The business analyst role is also changing in the agile environment. In waterfall, the business analyst is a middleman. Emphasis is on producing a requirements document or functional specification for the development team. Now, the business analyst’s focus is to build a strong relationship with business stakeholders and collaborate with them on building the stories that will produce a viable working solution quickly and efficiently. Business analysts need to adopt more project management activities, such as maintaining a broader perspective on the program and overall process cadence; understanding and communicating tradeoffs among time, scope, costs, and quality; and taking more ownership and accountability for the program’s success.
Finally, the customer’s role is changing as well. Agile requires more dedicated and frequent engagement from the customer in the product owner role. This continuous engagement ensures that the initiative is truly collaborative and continually meeting the customer’s need. No more is the customer on the outside, waiting for the black box of waterfall development to complete, only to find out the solution built to spec is no longer viable. The product owner is now a member of the team—fully engaged and equally responsible for the success of the final product.
Challenge 4: How to Know When to Be Agile
After a lot of reading and thinking about the different kinds of projects in PTC’s IT organization, we developed a questionnaire designed to help determine whether agile or waterfall is appropriate. The key here is to remember that it’s not necessarily cut and dry; you can adopt a hybrid approach to your project if that is the best fit.
Are customer requirements clear?
Is the business environment stable?
Is there a likelihood of turnover in the development team?
Is your development team large (>10 developers)?
Will your team be 100% dedicated to the project?
Is time to market the most critical metric?
Are business stakeholders fully engaged in the process?
Are requirements likely to change frequently or significantly?

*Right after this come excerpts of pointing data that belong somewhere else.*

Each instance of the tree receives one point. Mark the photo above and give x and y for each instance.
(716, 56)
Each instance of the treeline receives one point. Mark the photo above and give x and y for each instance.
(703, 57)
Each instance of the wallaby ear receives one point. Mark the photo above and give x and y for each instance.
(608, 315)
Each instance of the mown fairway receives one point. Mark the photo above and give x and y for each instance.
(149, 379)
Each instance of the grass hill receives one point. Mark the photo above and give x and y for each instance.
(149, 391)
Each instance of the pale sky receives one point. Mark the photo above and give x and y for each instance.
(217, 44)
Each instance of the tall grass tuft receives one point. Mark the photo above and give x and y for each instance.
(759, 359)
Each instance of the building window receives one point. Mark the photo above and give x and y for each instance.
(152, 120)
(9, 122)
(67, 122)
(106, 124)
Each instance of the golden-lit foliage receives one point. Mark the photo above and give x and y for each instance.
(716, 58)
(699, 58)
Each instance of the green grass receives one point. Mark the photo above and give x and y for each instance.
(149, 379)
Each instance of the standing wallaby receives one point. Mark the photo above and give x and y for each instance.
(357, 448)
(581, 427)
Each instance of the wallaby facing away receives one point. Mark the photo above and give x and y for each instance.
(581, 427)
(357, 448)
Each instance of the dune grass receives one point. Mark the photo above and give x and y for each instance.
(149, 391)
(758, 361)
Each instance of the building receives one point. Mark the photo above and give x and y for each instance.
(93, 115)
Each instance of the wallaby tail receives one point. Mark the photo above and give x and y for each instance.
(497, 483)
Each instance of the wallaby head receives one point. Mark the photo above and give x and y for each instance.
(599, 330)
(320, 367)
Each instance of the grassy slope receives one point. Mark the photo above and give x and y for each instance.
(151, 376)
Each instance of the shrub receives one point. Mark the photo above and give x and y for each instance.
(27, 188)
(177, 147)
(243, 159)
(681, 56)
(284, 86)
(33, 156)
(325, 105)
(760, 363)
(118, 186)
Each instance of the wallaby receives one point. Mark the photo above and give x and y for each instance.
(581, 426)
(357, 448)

Are you able to interact frequently with your stakeholders?
We didn’t have this template when we embarked on our agile mission. It evolved out of a realization that there are both benefits and drawbacks to any methodology.
In agile, the heart of success is in the end result—working code that can be evaluated by customers. However, a fully optimized process will include efficiencies that come with regular review, analysis, and improvements to the process itself.
The most important thing we’ve learned is that it was great to try “pure” agile, but we needed to tailor our process to ensure we could operate as effectively and efficiently as possible in our particular environment. My parting advice to you is that there is no need to adopt agile principles blindly. Take them and customize them to what makes sense for you. Don’t be afraid of waterfall or hybrid projects. Creativity in your approach—thinking outside the box for any process or principle—will improve the likelihood of success in your environment.